“Ah, the lone walker!’ a man unknown to me exclaimed loudly as we crossed paths on a windy and otherwise empty beach. I didn’t know how I was meant to respond but then realised I didn’t need to, as he kept walking and didn’t look back. His words seemed to echo across the beach still begging a response somehow, but I was stuck for words. I was also stuck in the sand and felt as if it was sinking beneath my feet, the words lone, lone, lone, booming all around me to the rhythm of the waves.
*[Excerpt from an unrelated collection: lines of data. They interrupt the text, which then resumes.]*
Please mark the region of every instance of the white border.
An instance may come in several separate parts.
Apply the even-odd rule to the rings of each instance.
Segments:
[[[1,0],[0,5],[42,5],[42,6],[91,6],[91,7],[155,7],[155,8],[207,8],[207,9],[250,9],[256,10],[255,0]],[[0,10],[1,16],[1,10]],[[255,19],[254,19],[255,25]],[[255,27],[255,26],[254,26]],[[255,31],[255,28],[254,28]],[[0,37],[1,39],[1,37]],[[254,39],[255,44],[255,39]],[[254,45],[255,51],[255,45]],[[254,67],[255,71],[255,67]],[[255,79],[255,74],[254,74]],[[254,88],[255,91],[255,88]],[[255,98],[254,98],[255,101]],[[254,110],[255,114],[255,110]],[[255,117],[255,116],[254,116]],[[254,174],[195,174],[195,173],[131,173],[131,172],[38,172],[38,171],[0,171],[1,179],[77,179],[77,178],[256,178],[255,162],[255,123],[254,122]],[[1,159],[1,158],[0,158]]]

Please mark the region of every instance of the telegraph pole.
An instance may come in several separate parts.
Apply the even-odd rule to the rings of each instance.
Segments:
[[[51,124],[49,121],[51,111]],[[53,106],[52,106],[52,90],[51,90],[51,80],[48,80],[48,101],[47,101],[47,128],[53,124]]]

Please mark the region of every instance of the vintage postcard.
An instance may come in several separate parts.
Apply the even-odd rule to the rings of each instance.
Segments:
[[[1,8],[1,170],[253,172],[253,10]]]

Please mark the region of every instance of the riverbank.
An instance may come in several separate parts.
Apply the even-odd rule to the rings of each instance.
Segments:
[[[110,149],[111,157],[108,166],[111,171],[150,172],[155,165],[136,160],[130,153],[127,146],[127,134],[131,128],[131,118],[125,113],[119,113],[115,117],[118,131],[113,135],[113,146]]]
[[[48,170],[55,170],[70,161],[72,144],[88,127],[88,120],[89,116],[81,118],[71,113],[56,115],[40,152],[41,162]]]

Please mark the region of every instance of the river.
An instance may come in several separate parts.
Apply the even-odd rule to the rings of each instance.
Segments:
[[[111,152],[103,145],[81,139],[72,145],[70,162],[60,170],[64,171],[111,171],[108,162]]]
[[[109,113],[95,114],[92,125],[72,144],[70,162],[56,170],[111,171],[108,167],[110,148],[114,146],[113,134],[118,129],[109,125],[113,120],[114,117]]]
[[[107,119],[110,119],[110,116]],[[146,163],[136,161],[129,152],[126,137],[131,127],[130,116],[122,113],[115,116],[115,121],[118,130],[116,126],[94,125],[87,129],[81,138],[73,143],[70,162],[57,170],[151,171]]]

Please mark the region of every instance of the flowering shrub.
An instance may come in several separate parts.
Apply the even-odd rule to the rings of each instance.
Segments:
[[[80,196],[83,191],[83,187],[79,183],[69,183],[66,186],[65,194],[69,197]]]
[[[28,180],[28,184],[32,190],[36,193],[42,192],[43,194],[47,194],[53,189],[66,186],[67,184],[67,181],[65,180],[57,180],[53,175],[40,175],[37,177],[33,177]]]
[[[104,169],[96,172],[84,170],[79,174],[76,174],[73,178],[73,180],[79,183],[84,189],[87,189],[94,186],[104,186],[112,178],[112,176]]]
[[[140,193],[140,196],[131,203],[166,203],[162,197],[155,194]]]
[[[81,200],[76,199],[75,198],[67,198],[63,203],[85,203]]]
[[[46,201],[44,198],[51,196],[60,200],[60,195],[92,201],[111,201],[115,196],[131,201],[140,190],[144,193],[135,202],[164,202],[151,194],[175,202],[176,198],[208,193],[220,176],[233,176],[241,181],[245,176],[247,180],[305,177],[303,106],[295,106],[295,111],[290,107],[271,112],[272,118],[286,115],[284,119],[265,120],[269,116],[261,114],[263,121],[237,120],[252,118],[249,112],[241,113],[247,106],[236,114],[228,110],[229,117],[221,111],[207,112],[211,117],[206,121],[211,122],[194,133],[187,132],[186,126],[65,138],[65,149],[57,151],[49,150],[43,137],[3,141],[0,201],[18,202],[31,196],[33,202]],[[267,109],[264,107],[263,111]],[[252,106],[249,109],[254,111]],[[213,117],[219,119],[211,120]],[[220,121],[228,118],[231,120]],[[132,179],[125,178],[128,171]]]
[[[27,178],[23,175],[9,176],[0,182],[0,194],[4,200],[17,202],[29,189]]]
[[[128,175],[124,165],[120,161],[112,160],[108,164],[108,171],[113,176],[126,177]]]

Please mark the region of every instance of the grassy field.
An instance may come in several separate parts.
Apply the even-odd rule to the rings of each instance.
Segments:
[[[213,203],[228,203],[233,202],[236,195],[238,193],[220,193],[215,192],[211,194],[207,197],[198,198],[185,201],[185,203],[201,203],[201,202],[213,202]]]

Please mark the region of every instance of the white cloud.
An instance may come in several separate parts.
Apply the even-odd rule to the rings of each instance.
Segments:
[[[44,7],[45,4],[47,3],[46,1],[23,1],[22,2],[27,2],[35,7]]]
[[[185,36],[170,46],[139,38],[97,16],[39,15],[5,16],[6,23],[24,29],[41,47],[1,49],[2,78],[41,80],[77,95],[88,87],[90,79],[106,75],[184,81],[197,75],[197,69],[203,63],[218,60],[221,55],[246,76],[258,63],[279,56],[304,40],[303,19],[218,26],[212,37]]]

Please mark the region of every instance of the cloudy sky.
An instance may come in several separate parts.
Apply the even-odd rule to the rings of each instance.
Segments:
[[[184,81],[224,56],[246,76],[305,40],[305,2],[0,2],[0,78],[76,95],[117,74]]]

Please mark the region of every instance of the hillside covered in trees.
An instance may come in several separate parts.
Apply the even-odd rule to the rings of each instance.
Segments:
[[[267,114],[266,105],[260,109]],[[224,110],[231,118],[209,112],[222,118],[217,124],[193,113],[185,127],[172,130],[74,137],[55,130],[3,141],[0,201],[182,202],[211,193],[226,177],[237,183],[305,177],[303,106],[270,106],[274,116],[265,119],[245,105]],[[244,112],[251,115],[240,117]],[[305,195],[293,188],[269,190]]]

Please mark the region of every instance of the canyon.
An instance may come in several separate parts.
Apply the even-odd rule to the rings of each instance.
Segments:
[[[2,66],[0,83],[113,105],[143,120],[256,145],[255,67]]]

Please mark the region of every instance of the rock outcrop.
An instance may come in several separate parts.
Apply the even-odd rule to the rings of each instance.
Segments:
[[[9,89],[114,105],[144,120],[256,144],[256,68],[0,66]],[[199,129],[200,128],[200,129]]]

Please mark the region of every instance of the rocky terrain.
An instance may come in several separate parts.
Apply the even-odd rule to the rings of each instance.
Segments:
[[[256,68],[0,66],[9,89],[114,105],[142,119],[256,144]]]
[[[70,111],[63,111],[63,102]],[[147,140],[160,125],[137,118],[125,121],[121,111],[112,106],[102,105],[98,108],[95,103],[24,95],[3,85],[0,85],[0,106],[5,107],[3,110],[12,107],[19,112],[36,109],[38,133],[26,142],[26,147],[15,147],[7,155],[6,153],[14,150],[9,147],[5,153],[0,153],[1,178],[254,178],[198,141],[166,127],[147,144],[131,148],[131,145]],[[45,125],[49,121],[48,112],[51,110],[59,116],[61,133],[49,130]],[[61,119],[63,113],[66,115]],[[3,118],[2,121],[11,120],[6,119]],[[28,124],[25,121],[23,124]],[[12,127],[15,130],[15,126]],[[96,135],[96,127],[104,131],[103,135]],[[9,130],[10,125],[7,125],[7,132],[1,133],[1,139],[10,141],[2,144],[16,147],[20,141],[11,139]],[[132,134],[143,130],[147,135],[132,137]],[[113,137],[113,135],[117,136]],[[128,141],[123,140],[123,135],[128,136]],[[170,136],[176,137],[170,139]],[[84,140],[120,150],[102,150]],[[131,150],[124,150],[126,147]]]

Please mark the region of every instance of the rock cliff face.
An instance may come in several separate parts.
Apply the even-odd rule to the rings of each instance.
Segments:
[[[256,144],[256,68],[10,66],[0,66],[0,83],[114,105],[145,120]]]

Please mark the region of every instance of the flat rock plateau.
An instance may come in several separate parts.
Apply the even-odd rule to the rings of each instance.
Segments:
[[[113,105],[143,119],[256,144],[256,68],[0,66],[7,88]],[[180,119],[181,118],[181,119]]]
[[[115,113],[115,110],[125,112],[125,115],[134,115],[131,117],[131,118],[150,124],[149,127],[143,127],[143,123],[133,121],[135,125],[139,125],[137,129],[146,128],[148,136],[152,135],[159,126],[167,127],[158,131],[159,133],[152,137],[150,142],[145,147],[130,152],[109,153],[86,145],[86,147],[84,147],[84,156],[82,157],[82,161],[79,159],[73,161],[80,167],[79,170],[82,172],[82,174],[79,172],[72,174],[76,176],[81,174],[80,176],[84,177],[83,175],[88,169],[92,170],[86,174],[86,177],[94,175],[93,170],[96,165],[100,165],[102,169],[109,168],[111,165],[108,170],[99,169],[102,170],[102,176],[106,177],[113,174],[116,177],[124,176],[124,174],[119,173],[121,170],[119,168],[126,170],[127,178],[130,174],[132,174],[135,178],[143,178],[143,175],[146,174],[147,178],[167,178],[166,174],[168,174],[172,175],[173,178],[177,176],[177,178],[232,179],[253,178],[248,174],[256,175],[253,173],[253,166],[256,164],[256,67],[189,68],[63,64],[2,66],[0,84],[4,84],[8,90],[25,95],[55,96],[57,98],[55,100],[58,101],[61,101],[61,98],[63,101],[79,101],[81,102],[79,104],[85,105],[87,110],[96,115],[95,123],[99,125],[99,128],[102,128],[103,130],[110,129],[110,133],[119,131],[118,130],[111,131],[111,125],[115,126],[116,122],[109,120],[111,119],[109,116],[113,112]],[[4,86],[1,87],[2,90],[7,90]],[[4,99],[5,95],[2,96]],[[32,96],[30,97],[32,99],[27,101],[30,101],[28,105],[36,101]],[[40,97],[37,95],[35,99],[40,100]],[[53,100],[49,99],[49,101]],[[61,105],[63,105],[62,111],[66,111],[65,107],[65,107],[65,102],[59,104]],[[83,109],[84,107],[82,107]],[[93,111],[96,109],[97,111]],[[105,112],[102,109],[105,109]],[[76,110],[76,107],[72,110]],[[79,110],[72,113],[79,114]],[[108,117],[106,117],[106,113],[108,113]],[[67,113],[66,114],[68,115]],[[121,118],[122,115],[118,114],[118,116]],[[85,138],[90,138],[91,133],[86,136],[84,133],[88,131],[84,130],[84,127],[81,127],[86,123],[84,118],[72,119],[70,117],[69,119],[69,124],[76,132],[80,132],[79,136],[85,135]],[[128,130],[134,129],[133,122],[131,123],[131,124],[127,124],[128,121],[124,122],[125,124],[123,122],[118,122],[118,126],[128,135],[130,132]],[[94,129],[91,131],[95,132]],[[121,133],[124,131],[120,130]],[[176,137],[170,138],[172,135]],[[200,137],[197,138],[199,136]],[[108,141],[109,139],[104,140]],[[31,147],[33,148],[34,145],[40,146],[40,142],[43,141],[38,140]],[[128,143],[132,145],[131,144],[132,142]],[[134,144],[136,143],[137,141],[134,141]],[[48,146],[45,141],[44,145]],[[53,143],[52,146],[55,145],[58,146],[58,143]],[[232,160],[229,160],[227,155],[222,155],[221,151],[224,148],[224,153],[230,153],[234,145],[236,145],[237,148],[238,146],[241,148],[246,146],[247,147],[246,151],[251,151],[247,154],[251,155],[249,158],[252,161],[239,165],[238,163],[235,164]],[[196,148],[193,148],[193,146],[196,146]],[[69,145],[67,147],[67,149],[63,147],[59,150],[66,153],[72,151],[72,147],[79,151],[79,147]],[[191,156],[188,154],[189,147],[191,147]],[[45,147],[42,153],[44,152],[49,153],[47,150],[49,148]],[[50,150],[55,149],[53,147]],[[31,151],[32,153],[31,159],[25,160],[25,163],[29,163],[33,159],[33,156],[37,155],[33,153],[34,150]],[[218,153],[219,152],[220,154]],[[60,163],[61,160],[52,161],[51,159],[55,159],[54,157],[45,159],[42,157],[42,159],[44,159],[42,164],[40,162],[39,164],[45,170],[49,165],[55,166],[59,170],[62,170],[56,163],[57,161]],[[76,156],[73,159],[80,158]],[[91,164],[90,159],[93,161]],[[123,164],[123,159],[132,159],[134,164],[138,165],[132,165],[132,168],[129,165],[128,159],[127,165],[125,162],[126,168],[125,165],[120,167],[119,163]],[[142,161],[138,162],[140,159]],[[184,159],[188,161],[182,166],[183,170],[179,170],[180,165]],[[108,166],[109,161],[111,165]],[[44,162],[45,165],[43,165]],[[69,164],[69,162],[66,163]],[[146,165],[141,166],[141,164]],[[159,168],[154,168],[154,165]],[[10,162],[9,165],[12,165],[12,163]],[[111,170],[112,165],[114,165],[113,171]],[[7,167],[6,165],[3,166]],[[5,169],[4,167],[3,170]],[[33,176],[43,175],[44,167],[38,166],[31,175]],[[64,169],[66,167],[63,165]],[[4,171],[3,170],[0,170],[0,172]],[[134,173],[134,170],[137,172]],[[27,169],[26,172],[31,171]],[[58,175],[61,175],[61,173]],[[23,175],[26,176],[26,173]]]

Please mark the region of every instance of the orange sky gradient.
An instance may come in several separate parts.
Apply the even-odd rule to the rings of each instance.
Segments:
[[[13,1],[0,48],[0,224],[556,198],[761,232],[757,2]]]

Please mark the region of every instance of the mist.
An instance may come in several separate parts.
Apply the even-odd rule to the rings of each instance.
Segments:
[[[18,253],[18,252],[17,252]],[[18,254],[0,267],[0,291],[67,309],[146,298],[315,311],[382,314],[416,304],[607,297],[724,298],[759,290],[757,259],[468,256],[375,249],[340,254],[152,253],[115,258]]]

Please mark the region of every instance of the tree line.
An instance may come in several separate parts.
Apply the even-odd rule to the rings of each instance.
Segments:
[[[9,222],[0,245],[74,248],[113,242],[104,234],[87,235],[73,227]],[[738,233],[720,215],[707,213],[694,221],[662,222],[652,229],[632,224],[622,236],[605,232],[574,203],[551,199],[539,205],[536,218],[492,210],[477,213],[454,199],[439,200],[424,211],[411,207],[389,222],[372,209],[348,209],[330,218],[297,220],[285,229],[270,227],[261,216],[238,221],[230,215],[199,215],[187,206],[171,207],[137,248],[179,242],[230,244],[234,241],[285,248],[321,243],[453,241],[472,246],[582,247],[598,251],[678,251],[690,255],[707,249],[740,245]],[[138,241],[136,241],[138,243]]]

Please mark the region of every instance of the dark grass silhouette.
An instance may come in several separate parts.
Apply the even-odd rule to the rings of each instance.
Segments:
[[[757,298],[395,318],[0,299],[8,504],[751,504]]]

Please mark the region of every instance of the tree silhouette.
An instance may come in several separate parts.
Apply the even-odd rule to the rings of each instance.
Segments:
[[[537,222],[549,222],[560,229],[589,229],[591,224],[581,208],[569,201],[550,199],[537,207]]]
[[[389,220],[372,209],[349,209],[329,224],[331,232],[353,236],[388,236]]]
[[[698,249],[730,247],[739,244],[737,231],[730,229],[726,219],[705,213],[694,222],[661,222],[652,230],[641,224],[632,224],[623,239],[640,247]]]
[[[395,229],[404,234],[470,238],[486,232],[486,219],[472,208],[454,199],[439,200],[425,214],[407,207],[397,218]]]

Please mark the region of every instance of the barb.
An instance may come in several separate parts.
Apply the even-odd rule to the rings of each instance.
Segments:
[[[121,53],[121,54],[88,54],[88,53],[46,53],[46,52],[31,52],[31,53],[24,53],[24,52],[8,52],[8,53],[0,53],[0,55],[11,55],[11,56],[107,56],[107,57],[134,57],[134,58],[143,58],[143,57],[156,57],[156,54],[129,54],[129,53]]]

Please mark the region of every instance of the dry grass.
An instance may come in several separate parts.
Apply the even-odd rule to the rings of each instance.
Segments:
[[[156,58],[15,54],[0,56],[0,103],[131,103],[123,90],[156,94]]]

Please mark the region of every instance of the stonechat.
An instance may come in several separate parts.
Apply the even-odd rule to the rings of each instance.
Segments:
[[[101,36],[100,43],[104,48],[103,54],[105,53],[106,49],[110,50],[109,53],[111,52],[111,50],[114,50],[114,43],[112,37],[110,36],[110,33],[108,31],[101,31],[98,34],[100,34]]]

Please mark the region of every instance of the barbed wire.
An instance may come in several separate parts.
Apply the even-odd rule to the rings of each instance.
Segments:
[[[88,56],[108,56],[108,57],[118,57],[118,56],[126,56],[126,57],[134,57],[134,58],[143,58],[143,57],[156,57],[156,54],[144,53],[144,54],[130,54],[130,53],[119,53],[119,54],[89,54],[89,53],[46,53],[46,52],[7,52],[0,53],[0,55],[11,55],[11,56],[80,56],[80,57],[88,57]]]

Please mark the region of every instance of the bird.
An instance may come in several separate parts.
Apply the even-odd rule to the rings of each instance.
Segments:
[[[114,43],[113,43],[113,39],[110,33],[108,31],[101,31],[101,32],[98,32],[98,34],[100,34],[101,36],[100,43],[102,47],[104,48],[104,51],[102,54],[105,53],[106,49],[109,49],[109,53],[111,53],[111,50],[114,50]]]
It was probably the cold wind but my face started to sting as if I’d been slapped. I wanted to run after him and ask him what he meant. But my legs were still locked. I went over the moment in my head: he wasn’t smiling when he said it, he didn’t even really look at me. It just felt like he’d spat the words at me as if to say, “you have been noticed”, but his superior stride suggested there was no sense of care or empathy behind them.
Did he know that I was having a coastal retreat to get my head around the fact that I was grieving the end of a marriage? That, a year on, I still ached with sorrow, anger and fear of, yes, solitude. A friend had offered me her beach house for some time on my own. Yes, on my own. And she was right, because it was doing the trick, the sea always does. But who was this man to question my being alone, then walk away leaving me feeling slightly invaded and, ironically, even more alone?
That was about five years ago and I’ve had plenty of time to get used to the idea of walking solo in life since. Celebrating it, even. Yet lockdown has brought the L-word back into the limelight for me and many others. One way I have looked after my mental health during the pandemic has been by walking. A daily supplement of 5km a day, or doubling the dose on weekends, has kept me sane.
I nearly always walk on my own, with additional social supplements from time to time to give me that vital boost of friendship. However, I must admit, I am loving my lone walker look now. I listen to music, podcasts, sometimes I up the speed and run and other times I just dander. Walking brings me peace, so I was not surprised to read in Shane O’Mara’s excellent book In Praise of Walking that science has proved “moving is medicine”.
Space for solos
There has been one fly in my healing ointment though, and that has been from people who are not walking solo in life during the pandemic. We’ve been at this distancing thing long enough to know that we need to give people space. And yet, when I’m walking on a narrow footpath towards a couple, family or bubble buddies they rarely separate to give us solos our space. It’s as if we’re invisible and are forced into the puddles or mud. And yet I stay Zen. Because I don’t want to ruin my love affair with walking and I refuse to go back to a place of feeling that being solo is all about being, literally, ditched.
One of the joys of walking is that I always feel like I could just keep going. I remember, a few years back, looking at the coast stretching out in front of me on the Wales Coast Path. I felt as if I had become a headland addict, wanting “just one more” before bedtime. Same goes for walking on the waymarked ways of Sheep’s Head, Beara or lesser known Seven Heads Walk of west Cork, to name but a few. Walking just makes me lust for more wandering.
Scanning the horizons
I am not a hardened explorer and don’t have urges to tick off the great summits of the world, but walking helps me to step out of my comfort zone. I find myself Googling Grandes Randonnées (France’s long-distance trails) or wondering if I can tackle the Tour du Mont Blanc. This is a 170km trail through three countries and the seven main valleys surrounding the prestigious peak. I find renewed joy in being transported virtually to walking trails that have been there for centuries and will still be there on the other side of Covid.
It’s unlikely I will tackle these giant routes on my own, I am not that brave or mad, but I am going to keep walking on my own from time to time when this is over. O’Mara studies the science of walking in depth in his book and discusses how it doesn’t come to us that naturally. As babies it takes us up to a year or more to get on our own two feet but, as he points out: “Once we’ve learned to walk, we walk upright, heads up, leaving our hands and minds free, allowing us to scan the far horizons.”
I feel sometimes as if it has taken me more than just one year to start walking this way, to fully scan the horizons ahead. However, I can honestly say that I am proud to be me these days, solo and strong. It has taken work, but I got there. I may have to step into the road to give couples their 2m but, when I see another person walking solo, I always give them their space. I also give them a smile, to acknowledge that if their journey in life is also solo, I see them and salute them.